Forum Discussion
Josh_109679
Nimbostratus
Nimbostratusf5 vlan, self ips and routing
We have a HA cluster, and multiple VLANS tagged into a cisco switch. We have a single trunk with two interfaces trunked together. On those interfaces are three vlans, each with a tag. We have setup the three vlans call them vlan_1 (default vlan on trunk port) vlan_2, vlan_3
vlan_1 and two are routable, there is a default route on the f5 0.0.0.0 to the vlan_1 gateway.
vlan_3 has no gateway, and sites on a private network with all the web servers. This network is 172.19.1.0/24.
We can get all the traffic to flow into vlan_1 without issue, vlan_1 and 3 are configured the exact same. There are two self ips for each, one static the other floating.
If I terminal into the the f5 and run ifconfig, the vlan_1 self ip has the ip address of the static not the floating, but vlan_3 self ip has the ip of the floater.
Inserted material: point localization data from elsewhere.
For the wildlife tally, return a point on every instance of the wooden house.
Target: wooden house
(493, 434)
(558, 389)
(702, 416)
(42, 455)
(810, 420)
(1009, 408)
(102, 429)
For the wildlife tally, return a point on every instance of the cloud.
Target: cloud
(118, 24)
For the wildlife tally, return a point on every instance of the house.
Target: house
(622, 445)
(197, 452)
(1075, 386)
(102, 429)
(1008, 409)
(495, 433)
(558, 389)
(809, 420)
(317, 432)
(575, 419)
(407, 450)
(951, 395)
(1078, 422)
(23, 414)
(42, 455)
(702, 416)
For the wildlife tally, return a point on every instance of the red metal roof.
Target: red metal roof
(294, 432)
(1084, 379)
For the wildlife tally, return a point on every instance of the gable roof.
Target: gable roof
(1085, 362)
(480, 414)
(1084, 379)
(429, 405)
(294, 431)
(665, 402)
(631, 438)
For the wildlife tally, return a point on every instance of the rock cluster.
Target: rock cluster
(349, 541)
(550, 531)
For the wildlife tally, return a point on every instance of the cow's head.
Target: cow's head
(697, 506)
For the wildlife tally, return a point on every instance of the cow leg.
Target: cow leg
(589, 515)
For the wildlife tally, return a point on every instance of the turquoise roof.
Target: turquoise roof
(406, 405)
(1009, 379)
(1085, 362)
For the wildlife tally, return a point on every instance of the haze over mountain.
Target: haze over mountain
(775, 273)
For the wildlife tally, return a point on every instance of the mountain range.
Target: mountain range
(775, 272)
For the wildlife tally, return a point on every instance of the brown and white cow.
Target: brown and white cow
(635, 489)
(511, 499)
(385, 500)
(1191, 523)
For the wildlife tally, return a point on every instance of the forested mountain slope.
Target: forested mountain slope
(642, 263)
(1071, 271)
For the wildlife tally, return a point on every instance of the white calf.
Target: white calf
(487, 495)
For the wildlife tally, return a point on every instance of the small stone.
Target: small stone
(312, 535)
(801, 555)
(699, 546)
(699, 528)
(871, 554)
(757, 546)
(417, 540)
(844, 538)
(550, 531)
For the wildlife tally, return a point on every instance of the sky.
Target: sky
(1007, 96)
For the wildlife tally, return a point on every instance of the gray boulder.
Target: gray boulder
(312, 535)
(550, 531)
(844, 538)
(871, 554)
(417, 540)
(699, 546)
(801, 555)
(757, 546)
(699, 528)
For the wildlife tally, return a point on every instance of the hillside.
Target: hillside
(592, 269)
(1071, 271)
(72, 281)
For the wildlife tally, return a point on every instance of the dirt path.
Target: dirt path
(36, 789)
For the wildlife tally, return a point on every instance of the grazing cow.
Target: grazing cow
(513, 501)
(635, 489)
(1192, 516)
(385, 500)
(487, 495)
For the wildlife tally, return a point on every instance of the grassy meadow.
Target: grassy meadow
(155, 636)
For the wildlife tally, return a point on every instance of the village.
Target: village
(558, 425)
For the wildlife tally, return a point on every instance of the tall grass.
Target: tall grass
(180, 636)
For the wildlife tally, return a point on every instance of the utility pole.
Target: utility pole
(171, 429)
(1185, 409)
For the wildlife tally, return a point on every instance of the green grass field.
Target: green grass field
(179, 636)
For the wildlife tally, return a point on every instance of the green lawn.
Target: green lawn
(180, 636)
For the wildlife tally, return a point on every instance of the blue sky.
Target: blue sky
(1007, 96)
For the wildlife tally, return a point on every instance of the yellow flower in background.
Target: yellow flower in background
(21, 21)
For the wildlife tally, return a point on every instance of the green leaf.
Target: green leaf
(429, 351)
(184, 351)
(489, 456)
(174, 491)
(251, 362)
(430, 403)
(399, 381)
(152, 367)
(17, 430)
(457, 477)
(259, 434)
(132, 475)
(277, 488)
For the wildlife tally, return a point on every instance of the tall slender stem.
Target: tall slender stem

If we try and ping or tracert (should be a single hop) to anything on vlan_3 we get From 172.19.1.190 icmp_seq=2 Destination Host Unreachable , .190 is the address of the floating self ip.
If we do a tracert
tracert 172.19.1.3
traceroute to 172.19.1.3 (172.19.1.3), 30 hops max, 40 byte packets
1 172.19.1.190 (172.19.1.190) 174.730 ms !H 174.733 ms !H 174.733 ms !H
It routes back to itself.
Any tips on how to remedy this?
I hope I explained this effectively. One thing to note vlan_1 is also the management interface traffic.
hooleylistCirrostratus
Hi Josh,
I don't think it's related to your specific issue, but it's not supported to have the management interface and a TMM switch port configured with the same VLAN. Can you reconfigure either the VLAN or mgmt port to use a separate subnet?
Can you print the VLAN, self IPs and routes using:
tmsh list net vlan
tmsh list net self
tmsh list net route
Aaron
Josh_109679We can probably change that, it will take some doing.
Here are the results of the command:
tmsh list net vlan
net vlan Peernet {
interfaces {
1.8 { }
}
tag 4094
}
net vlan vlan_104 {
interfaces {
bi1-trunk-1 {
tagged
}
}
tag 104
}
net vlan vlan_220 {
interfaces {
bi1-trunk-1 {
tagged
}
}
tag 220
}
net vlan vlan_1901 {
interfaces {
bi1-trunk-1 {
tagged
}
}
tag 1901
}
tmsh list net self
net self 10.1.1.1 {
address 10.1.1.1/30
allow-service {
default
}
traffic-group traffic-group-local-only
vlan Peernet
}
net self floating_ip {
address 137.123.104.190/22
floating enabled
traffic-group traffic-group-1
unit 1
vlan vlan_104
}
net self 172.19.1.191 {
address 172.19.1.191/24
allow-service {
default
}
traffic-group traffic-group-local-only
vlan vlan_1901
}
net self 137.123.104.191 {
address 137.123.104.191/22
allow-service {
default
}
traffic-group traffic-group-local-only
vlan vlan_104
}
tmsh list net route
net route default {
gw 137.123.104.1
network default
}
Since I posted we did remove the floating self ip to the troubled vlan, just to help paint a clearer picture, same results occur, except it just routes to its static address.